ASP.NET_SessionId + OWIN Cookies 不发送到浏览器

ASP.NET_SessionId + OWIN Cookies do not send to browser(ASP.NET_SessionId + OWIN Cookies 不发送到浏览器)
本文介绍了ASP.NET_SessionId + OWIN Cookies 不发送到浏览器的处理方法,对大家解决问题具有一定的参考价值,需要的朋友们下面随着小编来一起学习吧!

问题描述

I have a strange problem with using Owin cookie authentication.

When I start my IIS server authentication works perfectly fine on IE/Firefox and Chrome.

I started doing some testing with Authentication and logging in on different platforms and I have come up with a strange error. Sporadically the Owin framework / IIS just doesn't send any cookies to the browsers. I will type in a username and password which is correct the code runs but no cookie gets delivered to the browser at all. If I restart the server it starts working then at some point I will try login and again cookies stop getting delivered. Stepping over the code does nothing and throws no errors.

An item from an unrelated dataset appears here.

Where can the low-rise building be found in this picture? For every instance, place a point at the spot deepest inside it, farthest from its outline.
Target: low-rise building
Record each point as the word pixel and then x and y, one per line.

 app.UseCookieAuthentication(new CookieAuthenticationOptions
        {
            AuthenticationMode = AuthenticationMode.Active,
            CookieHttpOnly = true,
            AuthenticationType = "ABC",
            LoginPath = new PathString("/Account/Login"),
            CookiePath = "/",
            CookieName = "ABC",
            Provider = new CookieAuthenticationProvider
               {
                  OnApplyRedirect = ctx =>
                  {
                     if (!IsAjaxRequest(ctx.Request))
                     {
                        ctx.Response.Redirect(ctx.RedirectUri);
                     }
                 }
               }
        });

And within my login procedure I have the following code:

IAuthenticationManager authenticationManager = HttpContext.Current.GetOwinContext().Authentication;
                            authenticationManager.SignOut(DefaultAuthenticationTypes.ExternalCookie);

var authentication = HttpContext.Current.GetOwinContext().Authentication;
var identity = new ClaimsIdentity("ABC");
identity.AddClaim(new Claim(ClaimTypes.Name, user.Username));
identity.AddClaim(new Claim(ClaimTypes.NameIdentifier, user.User_ID.ToString()));
identity.AddClaim(new Claim(ClaimTypes.Role, role.myRole.ToString()));
    authentication.AuthenticationResponseGrant =
        new AuthenticationResponseGrant(identity, new AuthenticationProperties()
                                                   {
                                                       IsPersistent = isPersistent
                                                   });

authenticationManager.SignIn(new AuthenticationProperties() {IsPersistent = isPersistent}, identity);

Update 1: It seems that one cause of the problem is when I add items to session the problems start. Adding something simple like Session.Content["ABC"]= 123 seems to create the problem.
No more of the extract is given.